Flow cytometry is a commonly used technology for the characterization of single cells and particles. Basically, a flow cytometer is composed of several components:

  • Sheath fluid: the role of the sheath fluid is to focus the cell suspension through a small nozzle and to separate them. This separation process is particularly important to allow the laser beam to monitor each cell one at a time. A bad cell separation or a fast flow rate could result in a loss of information.
  • Laser: the laser illuminates each single cell with coherent light at a specific wavelength. Measurement of scattered light and fluorescence is the core principle of flow cytometry.
  • Detectors: detectors collect the scattered light and fluorescence. The optical signal is directed to the detectors thanks to a complex system composed of mirrors and filters.

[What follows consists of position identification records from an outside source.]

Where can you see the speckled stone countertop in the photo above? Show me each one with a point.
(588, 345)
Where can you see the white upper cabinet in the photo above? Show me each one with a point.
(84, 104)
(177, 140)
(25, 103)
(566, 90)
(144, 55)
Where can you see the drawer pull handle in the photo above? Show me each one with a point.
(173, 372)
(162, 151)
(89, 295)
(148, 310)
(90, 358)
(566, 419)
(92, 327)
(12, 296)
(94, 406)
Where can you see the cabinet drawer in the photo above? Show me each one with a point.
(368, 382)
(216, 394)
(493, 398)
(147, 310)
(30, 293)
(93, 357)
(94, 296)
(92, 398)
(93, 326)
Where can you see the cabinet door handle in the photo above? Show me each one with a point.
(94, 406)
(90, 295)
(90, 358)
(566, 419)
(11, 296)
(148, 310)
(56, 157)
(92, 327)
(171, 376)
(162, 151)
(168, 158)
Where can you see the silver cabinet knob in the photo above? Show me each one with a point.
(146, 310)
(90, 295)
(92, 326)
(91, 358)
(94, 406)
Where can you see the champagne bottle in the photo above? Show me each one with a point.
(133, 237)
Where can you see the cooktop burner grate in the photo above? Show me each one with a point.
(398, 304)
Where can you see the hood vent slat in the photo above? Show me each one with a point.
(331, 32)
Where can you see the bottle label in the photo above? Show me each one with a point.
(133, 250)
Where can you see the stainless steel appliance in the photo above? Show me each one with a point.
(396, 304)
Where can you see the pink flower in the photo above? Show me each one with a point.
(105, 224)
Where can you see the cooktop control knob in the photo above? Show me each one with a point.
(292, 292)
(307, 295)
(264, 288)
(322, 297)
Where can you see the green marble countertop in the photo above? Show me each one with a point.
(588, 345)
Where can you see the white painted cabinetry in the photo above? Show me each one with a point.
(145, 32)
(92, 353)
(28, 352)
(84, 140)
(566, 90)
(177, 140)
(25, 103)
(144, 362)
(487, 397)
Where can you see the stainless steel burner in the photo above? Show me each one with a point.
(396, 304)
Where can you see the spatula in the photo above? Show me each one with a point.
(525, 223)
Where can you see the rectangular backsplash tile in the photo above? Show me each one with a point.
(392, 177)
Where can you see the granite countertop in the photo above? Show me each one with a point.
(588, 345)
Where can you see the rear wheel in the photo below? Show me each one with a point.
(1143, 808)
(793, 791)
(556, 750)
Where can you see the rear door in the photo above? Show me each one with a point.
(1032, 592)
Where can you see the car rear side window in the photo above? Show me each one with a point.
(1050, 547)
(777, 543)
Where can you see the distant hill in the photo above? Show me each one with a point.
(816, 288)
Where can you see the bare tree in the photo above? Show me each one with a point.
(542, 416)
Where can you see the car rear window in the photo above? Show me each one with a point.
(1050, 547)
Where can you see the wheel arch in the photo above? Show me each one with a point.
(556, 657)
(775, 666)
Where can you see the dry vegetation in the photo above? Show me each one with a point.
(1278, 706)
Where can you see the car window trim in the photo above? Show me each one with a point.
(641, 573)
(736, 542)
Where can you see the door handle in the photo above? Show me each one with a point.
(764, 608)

In flow cytometry, cells can be distinguished depending on several parameters based on the measurement of scattered light and fluorescence:

  • Their size
  • Their granularity
  • The expression of a target protein

The two first parameters are measured thanks to the scattered light. Scattered light allows to differentiate various cell types by plotting scatter parameters (scattergram = forward angle light scatter vs. side scatter). Usually, the intensity of the forward light scatter is correlated with the cell volume while side scatter reflects the complexity of the internal cell structure.

Interestingly, cells can also be separated depending on whether or not they express a target protein. This can be achieved thanks to fluorescence-tagged antibodies which combine the optical properties of a fluorescent marker with the selectivity of an antibody. This allows the labeled antibody to bind to a single protein or modification and to serve as a label for the detection of cells containing the target. Please note that the antibodies do not interfere with one another and that it is possible to detect multiple targets in parallel.